I can go into more details about her problems, their solutions and their causes with potential new homes but in the meantime please bear in mind that overall she is a fantastic dog who has had it really hard in the past and now just needs that perfect home for life.

PM me for further information.

Thanks


----------



## sid.lola (Apr 1, 2009)

bump.




...


----------



## sid.lola (Apr 1, 2009)

bump.




...


----------



## thedogsmother (Aug 28, 2008)

Shes totally gorgeous, I hope you manage to find that perfect home for her.


----------



## Wyrd (Jul 27, 2010)

Have you tried Dog Pages Forum? They have a private rehoming section on there


----------



## Shrap (Nov 22, 2010)

Oh dear... Don't tempt me


----------



## sid.lola (Apr 1, 2009)

Wyrd said:


> Have you tried Dog Pages Forum? They have a private rehoming section on there


thanks I will


----------



## SpringerHusky (Nov 6, 2008)

She looks like a large dachund, she's lovely 

Sorry you have to find a new home for her, good luck x


----------



## kerrypn (Jul 25, 2011)

My goodness what a beauty :001_tt1:

I would love to offer Emma a home, but I don't think we would match your requirements for her new family 

I hope Emma gets a new home soon, such a gorgeous baby, and a mix of 2 beautiful breeds.

Please let us know if she gets a new home(or if not how I can fill in a form lol )


----------



## sid.lola (Apr 1, 2009)

kerrypn said:


> My goodness what a beauty :001_tt1:
> 
> I would love to offer Emma a home, but I don't think we would match your requirements for her new family
> 
> ...


which requirements do you think you don't meet?


----------



## kerrypn (Jul 25, 2011)

I don't think we would have enough experience to deal with complex needs that have arisen from how she has been treated previously.

Also, since we posted we are adopting a beautiful GSD bitch from rescue(when I replied we were looking to rescue a dog), she is arriving tomorrow.

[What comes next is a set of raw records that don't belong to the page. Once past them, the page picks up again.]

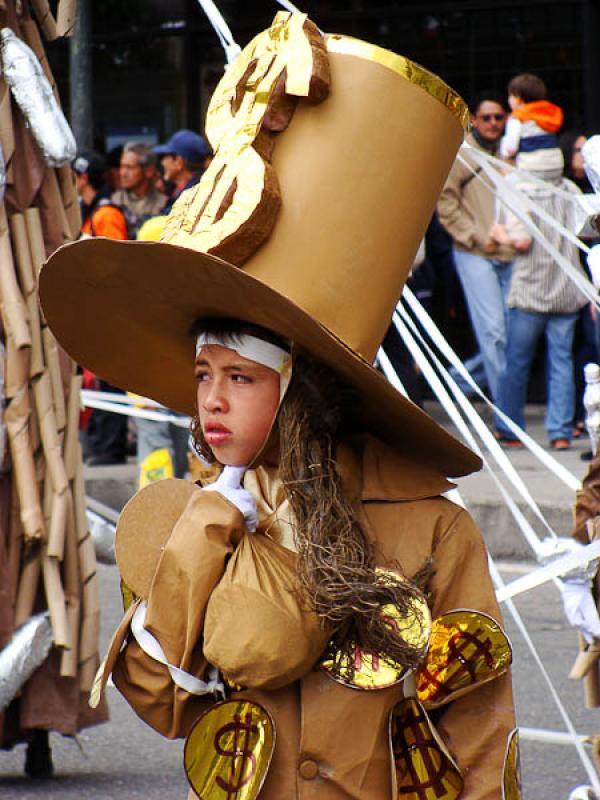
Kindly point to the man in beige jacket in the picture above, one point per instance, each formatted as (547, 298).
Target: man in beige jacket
(467, 209)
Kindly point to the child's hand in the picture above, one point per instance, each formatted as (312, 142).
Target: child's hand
(499, 234)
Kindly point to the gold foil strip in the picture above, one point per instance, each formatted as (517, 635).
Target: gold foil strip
(401, 65)
(511, 779)
(228, 751)
(371, 670)
(466, 649)
(424, 769)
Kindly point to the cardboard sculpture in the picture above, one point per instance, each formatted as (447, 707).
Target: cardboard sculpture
(47, 559)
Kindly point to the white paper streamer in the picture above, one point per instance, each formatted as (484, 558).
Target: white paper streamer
(232, 50)
(33, 94)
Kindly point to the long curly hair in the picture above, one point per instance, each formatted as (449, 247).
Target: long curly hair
(336, 567)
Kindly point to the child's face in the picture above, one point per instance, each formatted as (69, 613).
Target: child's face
(237, 402)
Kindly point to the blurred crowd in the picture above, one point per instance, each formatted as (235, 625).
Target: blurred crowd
(127, 194)
(500, 299)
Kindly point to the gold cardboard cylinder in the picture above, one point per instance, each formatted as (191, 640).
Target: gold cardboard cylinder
(70, 201)
(14, 312)
(16, 373)
(71, 446)
(50, 442)
(65, 17)
(55, 597)
(28, 584)
(58, 524)
(36, 238)
(591, 687)
(46, 21)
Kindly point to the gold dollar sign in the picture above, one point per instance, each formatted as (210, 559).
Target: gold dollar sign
(239, 751)
(423, 770)
(234, 207)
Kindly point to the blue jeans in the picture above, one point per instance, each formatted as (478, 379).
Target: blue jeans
(524, 331)
(485, 283)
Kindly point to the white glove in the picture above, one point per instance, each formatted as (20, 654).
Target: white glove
(229, 485)
(580, 608)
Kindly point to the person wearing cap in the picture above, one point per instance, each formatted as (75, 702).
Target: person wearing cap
(137, 196)
(183, 159)
(279, 613)
(100, 217)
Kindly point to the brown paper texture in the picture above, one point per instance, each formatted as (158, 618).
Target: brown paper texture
(46, 21)
(50, 442)
(28, 584)
(55, 598)
(17, 418)
(71, 446)
(65, 17)
(53, 362)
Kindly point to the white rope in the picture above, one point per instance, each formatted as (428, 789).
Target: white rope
(573, 735)
(440, 342)
(232, 50)
(142, 413)
(521, 205)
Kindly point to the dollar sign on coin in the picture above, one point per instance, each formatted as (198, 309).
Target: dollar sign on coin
(423, 770)
(243, 761)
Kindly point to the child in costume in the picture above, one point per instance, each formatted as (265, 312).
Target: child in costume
(530, 136)
(280, 617)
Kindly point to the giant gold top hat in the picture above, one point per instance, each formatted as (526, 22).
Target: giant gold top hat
(329, 157)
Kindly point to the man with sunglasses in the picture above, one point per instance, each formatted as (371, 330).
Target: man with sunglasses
(467, 209)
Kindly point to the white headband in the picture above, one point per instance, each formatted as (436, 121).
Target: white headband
(250, 347)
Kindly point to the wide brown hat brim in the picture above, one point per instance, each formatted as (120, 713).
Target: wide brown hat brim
(124, 310)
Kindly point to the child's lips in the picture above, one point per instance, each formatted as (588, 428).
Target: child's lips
(215, 433)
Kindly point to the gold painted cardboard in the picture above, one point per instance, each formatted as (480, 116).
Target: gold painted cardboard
(228, 751)
(359, 176)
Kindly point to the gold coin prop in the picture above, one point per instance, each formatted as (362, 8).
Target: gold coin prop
(228, 751)
(466, 649)
(424, 771)
(362, 669)
(511, 781)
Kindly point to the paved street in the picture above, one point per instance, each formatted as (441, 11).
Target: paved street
(125, 759)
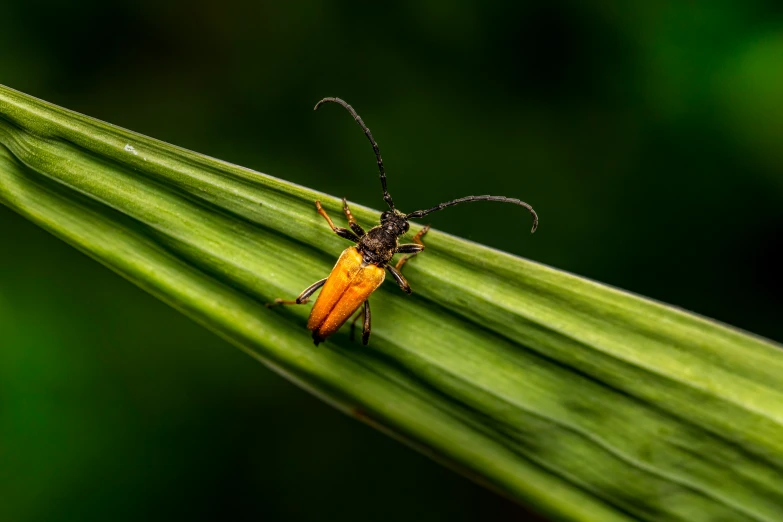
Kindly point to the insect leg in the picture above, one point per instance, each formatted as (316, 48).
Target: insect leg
(399, 278)
(342, 232)
(353, 323)
(303, 298)
(356, 227)
(412, 249)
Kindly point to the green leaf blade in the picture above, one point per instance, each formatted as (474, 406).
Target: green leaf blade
(588, 402)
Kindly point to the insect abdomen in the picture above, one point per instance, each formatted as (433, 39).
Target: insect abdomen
(349, 284)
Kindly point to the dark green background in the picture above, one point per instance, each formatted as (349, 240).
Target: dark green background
(648, 135)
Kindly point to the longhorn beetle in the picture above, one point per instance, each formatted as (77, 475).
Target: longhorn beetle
(360, 270)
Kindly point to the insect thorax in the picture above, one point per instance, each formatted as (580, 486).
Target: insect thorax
(378, 246)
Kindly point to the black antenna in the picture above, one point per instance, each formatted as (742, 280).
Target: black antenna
(422, 213)
(386, 196)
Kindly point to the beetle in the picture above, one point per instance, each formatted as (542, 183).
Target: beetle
(361, 269)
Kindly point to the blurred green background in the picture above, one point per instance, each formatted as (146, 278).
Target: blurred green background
(648, 135)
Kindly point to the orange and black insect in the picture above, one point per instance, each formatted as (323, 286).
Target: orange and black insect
(361, 269)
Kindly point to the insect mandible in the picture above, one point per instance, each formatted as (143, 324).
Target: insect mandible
(361, 269)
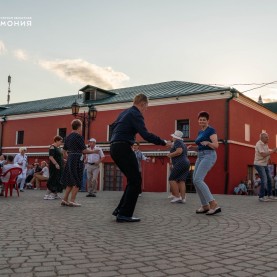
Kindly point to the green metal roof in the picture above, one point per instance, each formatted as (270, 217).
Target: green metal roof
(153, 91)
(271, 106)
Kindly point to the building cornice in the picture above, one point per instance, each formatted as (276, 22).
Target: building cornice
(242, 99)
(118, 106)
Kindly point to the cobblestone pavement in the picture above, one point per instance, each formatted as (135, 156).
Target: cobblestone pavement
(40, 238)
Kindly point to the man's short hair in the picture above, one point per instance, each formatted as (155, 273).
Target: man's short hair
(10, 158)
(58, 138)
(263, 135)
(139, 98)
(76, 123)
(204, 114)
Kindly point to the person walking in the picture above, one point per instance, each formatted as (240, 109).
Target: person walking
(140, 157)
(262, 155)
(74, 148)
(207, 143)
(180, 168)
(54, 184)
(124, 129)
(93, 169)
(21, 160)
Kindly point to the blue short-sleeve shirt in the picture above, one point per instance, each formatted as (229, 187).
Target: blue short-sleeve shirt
(204, 135)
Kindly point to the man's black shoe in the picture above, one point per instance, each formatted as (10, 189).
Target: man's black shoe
(122, 218)
(115, 212)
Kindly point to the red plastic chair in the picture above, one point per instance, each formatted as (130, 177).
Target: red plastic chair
(11, 183)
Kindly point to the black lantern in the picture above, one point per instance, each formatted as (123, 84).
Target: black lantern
(75, 107)
(92, 112)
(86, 117)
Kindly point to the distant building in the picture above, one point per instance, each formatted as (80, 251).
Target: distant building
(173, 105)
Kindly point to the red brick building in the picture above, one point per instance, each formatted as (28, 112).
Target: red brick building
(173, 105)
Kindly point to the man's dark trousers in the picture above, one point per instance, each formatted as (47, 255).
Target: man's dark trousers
(126, 160)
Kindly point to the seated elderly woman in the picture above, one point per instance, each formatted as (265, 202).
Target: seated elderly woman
(42, 175)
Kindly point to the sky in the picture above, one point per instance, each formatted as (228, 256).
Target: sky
(67, 44)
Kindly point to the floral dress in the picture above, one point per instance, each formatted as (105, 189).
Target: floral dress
(54, 182)
(73, 172)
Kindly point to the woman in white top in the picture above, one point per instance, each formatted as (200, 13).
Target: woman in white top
(21, 160)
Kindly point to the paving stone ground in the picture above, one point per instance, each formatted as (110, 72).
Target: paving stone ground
(39, 238)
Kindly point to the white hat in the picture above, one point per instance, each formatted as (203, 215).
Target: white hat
(178, 135)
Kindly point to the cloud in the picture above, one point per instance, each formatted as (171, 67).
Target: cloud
(2, 47)
(81, 71)
(20, 55)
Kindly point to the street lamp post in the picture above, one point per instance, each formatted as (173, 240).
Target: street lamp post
(86, 117)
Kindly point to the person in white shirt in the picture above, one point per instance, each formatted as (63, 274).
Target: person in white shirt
(92, 162)
(262, 156)
(21, 160)
(43, 175)
(8, 165)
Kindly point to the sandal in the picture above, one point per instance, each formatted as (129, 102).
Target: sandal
(64, 203)
(201, 210)
(74, 204)
(214, 211)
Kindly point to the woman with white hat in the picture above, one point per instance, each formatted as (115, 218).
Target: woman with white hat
(180, 168)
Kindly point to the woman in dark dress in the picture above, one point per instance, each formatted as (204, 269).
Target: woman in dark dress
(180, 168)
(55, 169)
(74, 147)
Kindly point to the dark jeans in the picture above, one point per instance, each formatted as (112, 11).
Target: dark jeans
(126, 160)
(266, 186)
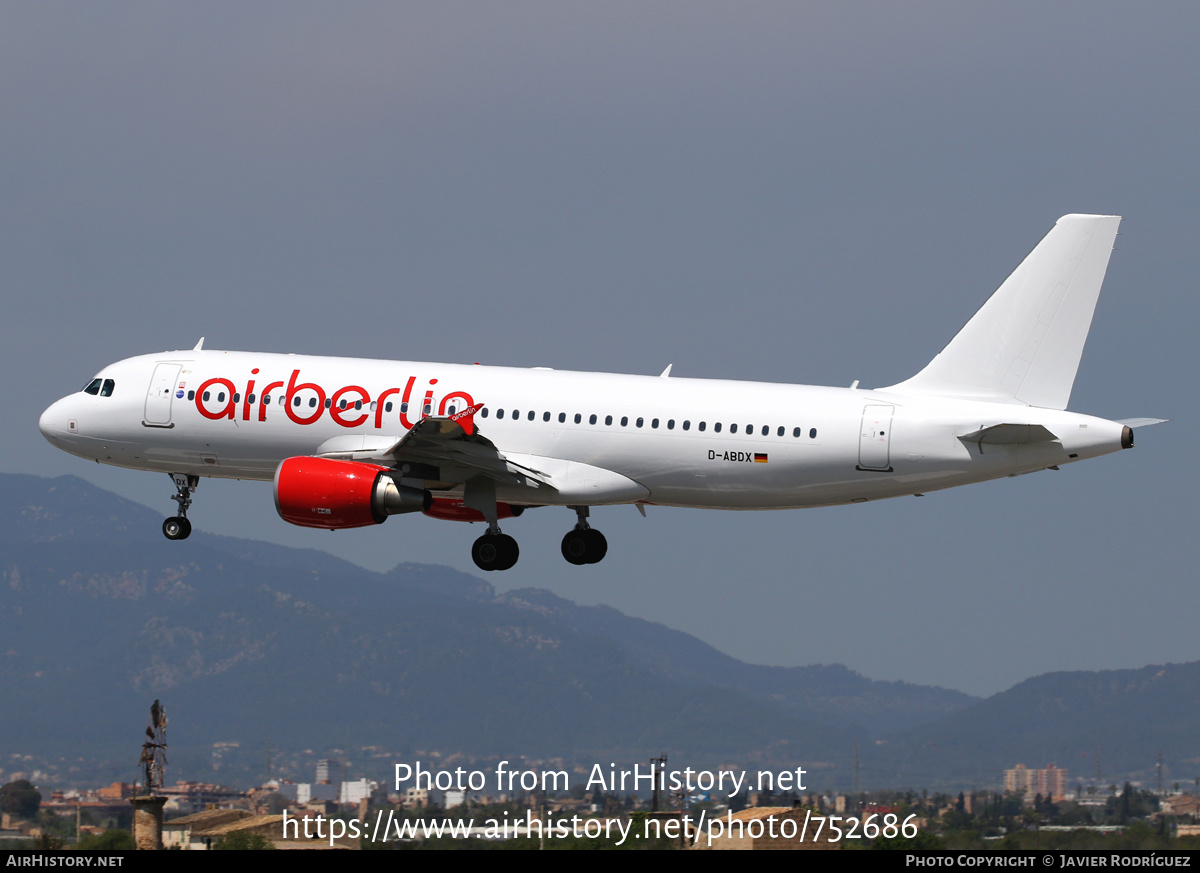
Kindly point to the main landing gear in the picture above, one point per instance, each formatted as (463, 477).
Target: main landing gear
(495, 551)
(585, 545)
(178, 527)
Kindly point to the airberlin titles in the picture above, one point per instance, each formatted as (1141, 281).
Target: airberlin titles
(345, 405)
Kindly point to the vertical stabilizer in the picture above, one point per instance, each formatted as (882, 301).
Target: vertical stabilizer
(1025, 343)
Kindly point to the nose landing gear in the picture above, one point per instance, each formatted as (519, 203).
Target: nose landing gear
(585, 543)
(178, 527)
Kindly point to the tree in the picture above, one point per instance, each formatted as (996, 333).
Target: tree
(113, 840)
(19, 799)
(243, 841)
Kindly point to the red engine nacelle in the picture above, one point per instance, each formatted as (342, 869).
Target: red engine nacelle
(334, 494)
(453, 510)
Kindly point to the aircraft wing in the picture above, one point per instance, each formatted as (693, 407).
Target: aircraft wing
(1008, 435)
(451, 444)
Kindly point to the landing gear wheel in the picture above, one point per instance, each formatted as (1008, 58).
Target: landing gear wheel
(582, 547)
(177, 528)
(495, 552)
(575, 547)
(598, 547)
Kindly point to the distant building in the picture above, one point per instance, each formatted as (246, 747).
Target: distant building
(330, 771)
(1050, 782)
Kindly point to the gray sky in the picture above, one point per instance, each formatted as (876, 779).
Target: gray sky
(784, 192)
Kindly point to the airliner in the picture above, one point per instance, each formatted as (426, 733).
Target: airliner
(351, 441)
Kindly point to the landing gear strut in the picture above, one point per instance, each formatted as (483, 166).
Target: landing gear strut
(178, 527)
(495, 551)
(585, 543)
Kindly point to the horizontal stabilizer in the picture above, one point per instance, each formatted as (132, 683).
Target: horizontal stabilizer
(1024, 345)
(1141, 422)
(1009, 435)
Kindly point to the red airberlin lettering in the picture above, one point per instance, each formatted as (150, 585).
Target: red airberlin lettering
(227, 411)
(355, 398)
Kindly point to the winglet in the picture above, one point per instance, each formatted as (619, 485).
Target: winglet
(466, 419)
(1024, 345)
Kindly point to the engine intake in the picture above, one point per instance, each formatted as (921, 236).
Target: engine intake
(337, 494)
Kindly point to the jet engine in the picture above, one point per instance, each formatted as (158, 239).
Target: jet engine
(334, 494)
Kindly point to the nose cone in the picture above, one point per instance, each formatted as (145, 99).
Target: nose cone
(53, 422)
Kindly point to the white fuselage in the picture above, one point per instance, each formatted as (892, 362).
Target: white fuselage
(677, 441)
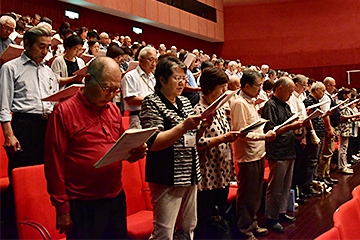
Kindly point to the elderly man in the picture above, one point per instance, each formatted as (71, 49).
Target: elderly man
(280, 153)
(24, 82)
(313, 149)
(8, 25)
(139, 83)
(249, 155)
(331, 122)
(104, 40)
(232, 68)
(90, 202)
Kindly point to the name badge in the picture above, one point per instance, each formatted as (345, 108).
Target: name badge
(227, 155)
(189, 140)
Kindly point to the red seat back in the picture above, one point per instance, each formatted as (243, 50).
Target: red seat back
(32, 202)
(347, 219)
(133, 187)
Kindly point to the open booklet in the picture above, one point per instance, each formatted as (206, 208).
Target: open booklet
(11, 52)
(291, 119)
(350, 103)
(318, 104)
(254, 125)
(219, 102)
(315, 114)
(130, 139)
(63, 94)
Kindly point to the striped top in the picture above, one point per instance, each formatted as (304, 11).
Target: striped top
(176, 165)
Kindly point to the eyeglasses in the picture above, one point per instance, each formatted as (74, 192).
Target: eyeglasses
(152, 60)
(180, 78)
(104, 89)
(6, 28)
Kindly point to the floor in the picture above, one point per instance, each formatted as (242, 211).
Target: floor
(315, 216)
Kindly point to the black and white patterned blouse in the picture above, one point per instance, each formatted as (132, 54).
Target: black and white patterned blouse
(176, 165)
(216, 170)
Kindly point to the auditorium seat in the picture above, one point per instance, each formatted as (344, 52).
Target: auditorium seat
(356, 192)
(332, 234)
(347, 219)
(126, 122)
(4, 179)
(139, 215)
(35, 216)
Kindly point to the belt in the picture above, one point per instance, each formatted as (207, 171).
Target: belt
(30, 115)
(134, 113)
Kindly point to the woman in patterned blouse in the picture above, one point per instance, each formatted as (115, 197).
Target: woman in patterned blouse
(172, 163)
(215, 153)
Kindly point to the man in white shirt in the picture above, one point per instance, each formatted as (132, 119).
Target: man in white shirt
(139, 83)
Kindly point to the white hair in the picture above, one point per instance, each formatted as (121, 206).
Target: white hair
(104, 35)
(317, 85)
(232, 63)
(7, 19)
(264, 66)
(145, 51)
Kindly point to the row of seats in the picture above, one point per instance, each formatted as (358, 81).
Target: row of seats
(346, 220)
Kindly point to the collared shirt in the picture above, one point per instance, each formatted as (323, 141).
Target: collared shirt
(137, 84)
(297, 105)
(283, 147)
(73, 144)
(4, 43)
(244, 113)
(318, 122)
(23, 85)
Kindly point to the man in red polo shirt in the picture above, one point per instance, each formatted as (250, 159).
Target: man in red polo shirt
(89, 201)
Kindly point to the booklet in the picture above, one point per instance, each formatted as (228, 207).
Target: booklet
(18, 39)
(254, 125)
(219, 102)
(81, 71)
(318, 104)
(291, 119)
(315, 114)
(132, 66)
(11, 52)
(350, 103)
(87, 57)
(63, 94)
(130, 139)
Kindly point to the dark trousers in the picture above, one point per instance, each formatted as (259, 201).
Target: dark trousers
(99, 219)
(250, 182)
(30, 130)
(209, 203)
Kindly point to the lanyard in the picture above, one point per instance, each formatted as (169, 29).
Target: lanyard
(145, 81)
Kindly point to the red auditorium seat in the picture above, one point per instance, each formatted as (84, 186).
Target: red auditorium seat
(356, 192)
(4, 179)
(347, 219)
(35, 216)
(139, 216)
(332, 234)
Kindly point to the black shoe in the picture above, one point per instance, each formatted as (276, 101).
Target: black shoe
(333, 180)
(328, 182)
(274, 226)
(286, 218)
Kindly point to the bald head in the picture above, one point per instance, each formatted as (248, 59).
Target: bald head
(8, 26)
(330, 84)
(283, 88)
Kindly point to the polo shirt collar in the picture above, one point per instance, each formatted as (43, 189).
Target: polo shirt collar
(247, 97)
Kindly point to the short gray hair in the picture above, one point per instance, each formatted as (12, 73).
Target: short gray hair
(32, 34)
(145, 51)
(317, 85)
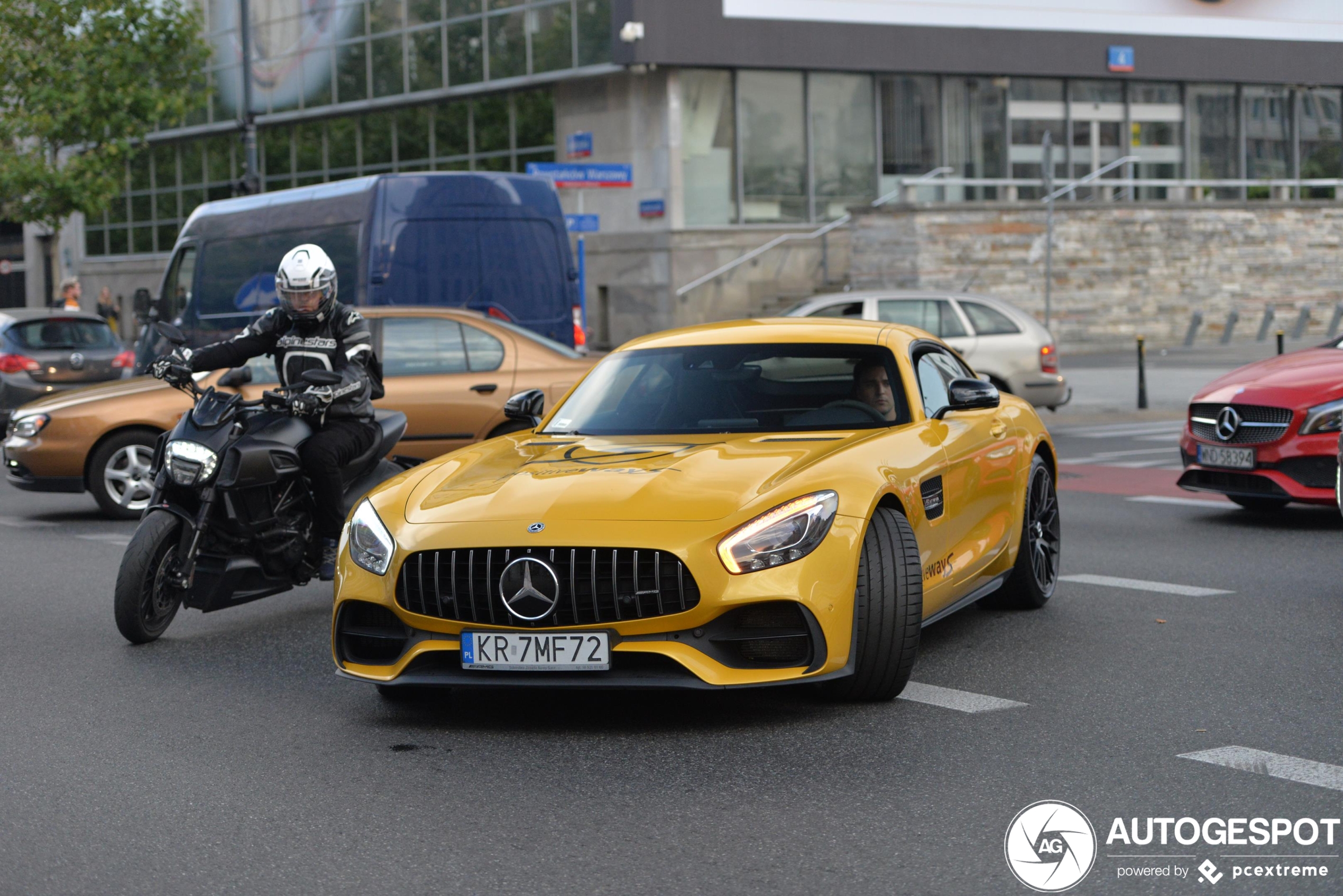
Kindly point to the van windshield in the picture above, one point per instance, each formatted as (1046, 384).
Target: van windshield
(737, 389)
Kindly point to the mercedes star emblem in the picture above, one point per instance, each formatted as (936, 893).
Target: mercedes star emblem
(530, 589)
(1228, 421)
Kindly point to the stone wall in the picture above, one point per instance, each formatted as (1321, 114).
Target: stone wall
(1120, 269)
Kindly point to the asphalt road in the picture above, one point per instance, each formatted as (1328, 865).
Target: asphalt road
(227, 758)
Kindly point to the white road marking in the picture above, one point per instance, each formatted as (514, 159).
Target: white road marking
(1217, 504)
(953, 699)
(1306, 771)
(1143, 585)
(108, 537)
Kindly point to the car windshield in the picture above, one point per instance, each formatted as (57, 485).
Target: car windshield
(62, 332)
(737, 389)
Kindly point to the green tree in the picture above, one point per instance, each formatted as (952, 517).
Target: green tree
(93, 77)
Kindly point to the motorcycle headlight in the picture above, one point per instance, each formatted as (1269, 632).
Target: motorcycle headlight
(786, 534)
(371, 546)
(29, 426)
(1323, 418)
(190, 463)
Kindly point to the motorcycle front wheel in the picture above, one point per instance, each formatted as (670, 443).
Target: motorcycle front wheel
(145, 601)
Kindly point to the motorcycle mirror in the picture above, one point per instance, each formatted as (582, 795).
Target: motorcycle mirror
(170, 334)
(321, 378)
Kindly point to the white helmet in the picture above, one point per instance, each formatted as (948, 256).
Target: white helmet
(304, 271)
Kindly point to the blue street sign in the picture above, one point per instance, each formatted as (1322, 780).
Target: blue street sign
(583, 177)
(579, 145)
(582, 224)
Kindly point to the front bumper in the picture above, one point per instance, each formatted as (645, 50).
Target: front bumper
(673, 651)
(1298, 468)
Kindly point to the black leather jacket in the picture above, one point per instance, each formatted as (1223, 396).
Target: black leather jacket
(340, 341)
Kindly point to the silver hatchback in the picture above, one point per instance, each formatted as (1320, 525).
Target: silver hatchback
(46, 351)
(998, 339)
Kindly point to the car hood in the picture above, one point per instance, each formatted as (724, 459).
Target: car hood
(88, 394)
(684, 478)
(1299, 379)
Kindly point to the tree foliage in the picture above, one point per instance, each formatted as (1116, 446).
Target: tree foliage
(91, 77)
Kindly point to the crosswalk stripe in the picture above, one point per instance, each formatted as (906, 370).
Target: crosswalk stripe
(1143, 585)
(1306, 771)
(958, 700)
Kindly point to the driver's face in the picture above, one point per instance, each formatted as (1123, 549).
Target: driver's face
(873, 389)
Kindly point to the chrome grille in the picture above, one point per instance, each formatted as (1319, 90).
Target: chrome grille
(598, 586)
(1260, 423)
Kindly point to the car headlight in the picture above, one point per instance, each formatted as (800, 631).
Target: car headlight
(29, 426)
(371, 546)
(190, 463)
(1324, 418)
(786, 534)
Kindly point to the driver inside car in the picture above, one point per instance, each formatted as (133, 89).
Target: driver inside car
(872, 387)
(308, 331)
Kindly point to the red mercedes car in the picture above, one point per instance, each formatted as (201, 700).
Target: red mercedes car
(1268, 433)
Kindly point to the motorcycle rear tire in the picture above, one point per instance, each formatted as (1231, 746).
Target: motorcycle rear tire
(145, 604)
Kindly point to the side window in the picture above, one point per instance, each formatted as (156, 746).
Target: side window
(419, 346)
(989, 321)
(484, 353)
(840, 309)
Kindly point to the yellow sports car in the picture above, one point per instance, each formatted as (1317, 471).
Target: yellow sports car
(755, 503)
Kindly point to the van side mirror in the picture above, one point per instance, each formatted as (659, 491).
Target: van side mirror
(527, 408)
(235, 378)
(970, 395)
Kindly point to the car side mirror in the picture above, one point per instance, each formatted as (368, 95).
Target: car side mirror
(321, 378)
(527, 408)
(235, 378)
(970, 395)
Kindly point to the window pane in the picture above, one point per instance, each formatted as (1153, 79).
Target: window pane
(708, 162)
(387, 66)
(594, 31)
(450, 123)
(535, 112)
(491, 124)
(909, 125)
(351, 76)
(508, 46)
(465, 62)
(421, 346)
(774, 145)
(553, 38)
(484, 351)
(845, 142)
(426, 60)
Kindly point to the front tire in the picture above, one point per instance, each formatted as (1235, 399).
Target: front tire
(145, 602)
(888, 607)
(1036, 572)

Emma does look a total sweetheart though, I hope she does find a good home, its so hard when rescuing because I would literally adopt all of them if I could, but I think if Emma needs to be rehomed as an only dog/with a male dog only we would not be right for her as we are now adopting Kilo 

Do let us know how she gets on, she really is beautiful x

(feel so guilty for not being able to rescue all these dogs, give her a big stroke and hope she finds her forever home soon)


----------